TOTAL TIME: Prep Time: 15 min. Cook Time: 50 min. YIELD: 12 servings (3 qt.)
A hearty soup made from scratch is the perfect antidote for chilly weather. Save leftovers for weekday lunches sent to work in a thermos or quickly reheated in the microwave. —Taste of Home Test Kitchen

Ingredients

  • 1 broiler/fryer chicken (3 to 4 pounds), cut up
  • 2 teaspoons adobo seasoning
  • 2 tablespoons olive oil
  • 2 celery ribs, chopped
  • 1 medium onion, chopped
  • 1 medium carrot, chopped
  • 1/4 cup sofrito tomato cooking base
  • 2 quarts water
  • 1 bay leaf
  • 2 medium Yukon Gold potatoes, peeled and cubed
  • 12 ounces fideo noodles or uncooked angel hair pasta, broken into 1-inch pieces
  • 1 teaspoon salt
  • 1/2 teaspoon pepper
  • Fresh cilantro leaves, optional

Directions

  • 1. Sprinkle chicken with adobo seasoning. In a large stockpot, heat oil over medium heat. Brown chicken on both sides in batches. Remove chicken from pot. Add celery, onion, carrot and sofrito to same pot; cook and stir until onion is tender, 3-4 minutes.
  • 2. Return chicken to pot. Add water and bay leaf; bring to a boil. Reduce heat; cover and simmer 30 minutes. Add potatoes. Simmer, uncovered, until potatoes are almost tender, 8-10 minutes.
  • 3. Remove chicken and bay leaf; discard bay leaf. Let chicken stand until cool enough to handle. Skim fat from broth.
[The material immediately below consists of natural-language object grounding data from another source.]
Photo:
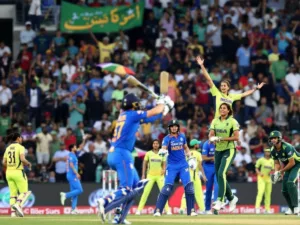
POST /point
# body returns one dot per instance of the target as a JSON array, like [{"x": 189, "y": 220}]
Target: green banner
[{"x": 80, "y": 19}]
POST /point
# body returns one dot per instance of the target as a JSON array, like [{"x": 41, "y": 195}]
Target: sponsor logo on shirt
[
  {"x": 224, "y": 131},
  {"x": 226, "y": 100}
]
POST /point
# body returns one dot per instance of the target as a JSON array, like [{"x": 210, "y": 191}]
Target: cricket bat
[
  {"x": 133, "y": 81},
  {"x": 164, "y": 82}
]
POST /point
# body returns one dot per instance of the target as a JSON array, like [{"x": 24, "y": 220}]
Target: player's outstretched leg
[
  {"x": 190, "y": 199},
  {"x": 162, "y": 199},
  {"x": 112, "y": 201}
]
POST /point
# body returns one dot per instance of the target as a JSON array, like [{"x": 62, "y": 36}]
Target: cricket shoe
[
  {"x": 208, "y": 212},
  {"x": 117, "y": 222},
  {"x": 289, "y": 212},
  {"x": 101, "y": 209},
  {"x": 232, "y": 203},
  {"x": 18, "y": 210},
  {"x": 257, "y": 210},
  {"x": 217, "y": 205},
  {"x": 169, "y": 213},
  {"x": 157, "y": 214},
  {"x": 74, "y": 212},
  {"x": 62, "y": 198}
]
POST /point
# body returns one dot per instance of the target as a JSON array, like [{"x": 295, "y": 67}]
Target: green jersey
[
  {"x": 222, "y": 98},
  {"x": 224, "y": 129},
  {"x": 286, "y": 152}
]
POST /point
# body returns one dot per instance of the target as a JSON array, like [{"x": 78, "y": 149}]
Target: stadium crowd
[{"x": 55, "y": 95}]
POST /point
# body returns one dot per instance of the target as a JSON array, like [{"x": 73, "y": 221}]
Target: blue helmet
[{"x": 131, "y": 101}]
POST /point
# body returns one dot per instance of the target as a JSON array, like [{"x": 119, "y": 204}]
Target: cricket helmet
[{"x": 131, "y": 101}]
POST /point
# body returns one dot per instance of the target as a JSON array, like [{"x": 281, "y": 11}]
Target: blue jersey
[
  {"x": 72, "y": 159},
  {"x": 175, "y": 146},
  {"x": 208, "y": 149},
  {"x": 127, "y": 125}
]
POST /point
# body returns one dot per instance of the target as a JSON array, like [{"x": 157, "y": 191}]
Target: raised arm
[
  {"x": 93, "y": 37},
  {"x": 145, "y": 166},
  {"x": 250, "y": 92},
  {"x": 200, "y": 62}
]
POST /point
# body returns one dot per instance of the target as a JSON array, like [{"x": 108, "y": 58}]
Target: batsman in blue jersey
[
  {"x": 120, "y": 158},
  {"x": 208, "y": 157},
  {"x": 73, "y": 178},
  {"x": 176, "y": 148}
]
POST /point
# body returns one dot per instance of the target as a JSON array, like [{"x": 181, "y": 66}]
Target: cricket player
[
  {"x": 224, "y": 131},
  {"x": 264, "y": 166},
  {"x": 119, "y": 156},
  {"x": 175, "y": 145},
  {"x": 195, "y": 178},
  {"x": 285, "y": 153},
  {"x": 155, "y": 165},
  {"x": 208, "y": 156},
  {"x": 222, "y": 95},
  {"x": 14, "y": 159},
  {"x": 73, "y": 178}
]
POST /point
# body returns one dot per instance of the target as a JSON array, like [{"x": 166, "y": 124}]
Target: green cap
[
  {"x": 193, "y": 142},
  {"x": 275, "y": 134},
  {"x": 53, "y": 132}
]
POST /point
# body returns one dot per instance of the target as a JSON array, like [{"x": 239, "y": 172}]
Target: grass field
[{"x": 165, "y": 220}]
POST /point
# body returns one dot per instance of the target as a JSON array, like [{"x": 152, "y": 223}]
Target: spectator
[
  {"x": 35, "y": 14},
  {"x": 69, "y": 69},
  {"x": 263, "y": 111},
  {"x": 5, "y": 122},
  {"x": 55, "y": 144},
  {"x": 70, "y": 138},
  {"x": 243, "y": 57},
  {"x": 5, "y": 95},
  {"x": 34, "y": 97},
  {"x": 293, "y": 79},
  {"x": 213, "y": 33},
  {"x": 89, "y": 162},
  {"x": 43, "y": 140},
  {"x": 28, "y": 136},
  {"x": 60, "y": 159},
  {"x": 279, "y": 69},
  {"x": 103, "y": 124},
  {"x": 77, "y": 110},
  {"x": 42, "y": 42},
  {"x": 251, "y": 101},
  {"x": 100, "y": 146},
  {"x": 241, "y": 156},
  {"x": 4, "y": 48},
  {"x": 281, "y": 113}
]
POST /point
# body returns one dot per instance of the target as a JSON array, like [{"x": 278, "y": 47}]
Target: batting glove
[
  {"x": 160, "y": 100},
  {"x": 275, "y": 177},
  {"x": 214, "y": 139},
  {"x": 192, "y": 163},
  {"x": 169, "y": 104},
  {"x": 163, "y": 152}
]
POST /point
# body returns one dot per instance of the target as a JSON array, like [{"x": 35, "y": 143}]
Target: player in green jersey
[
  {"x": 222, "y": 95},
  {"x": 263, "y": 168},
  {"x": 285, "y": 153},
  {"x": 224, "y": 131}
]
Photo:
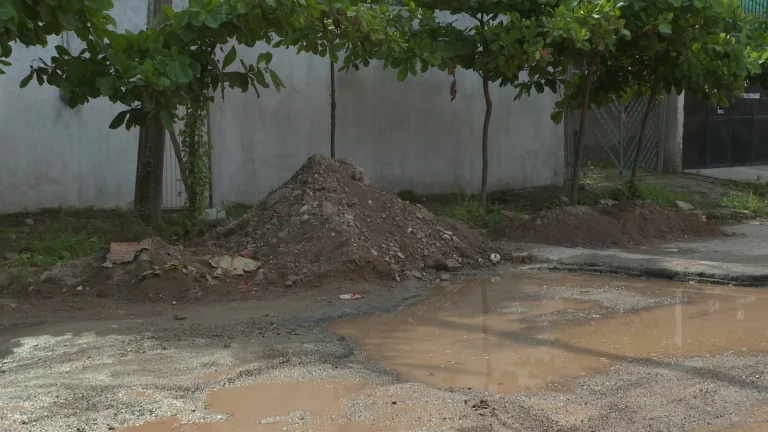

Return broth to a simmer; add noodles. Simmer, uncovered, until noodles are tender, 5-7 minutes.
  • 4. Meanwhile, remove chicken from bones; discard bones. Cut chicken into bite-sized pieces; add chicken to broth. Add salt and pepper. Cook and stir until heated through. If desired, garnish with chopped fresh cilantro.

Nutrition Facts

1 cup: 324 calories, 12g fat (3g saturated fat), 52mg cholesterol, 530mg sodium, 31g carbohydrate (2g sugars, 2g fiber), 22g protein. Diabetic Exchanges: 3 lean meat, 2 starch, 1/2 fat.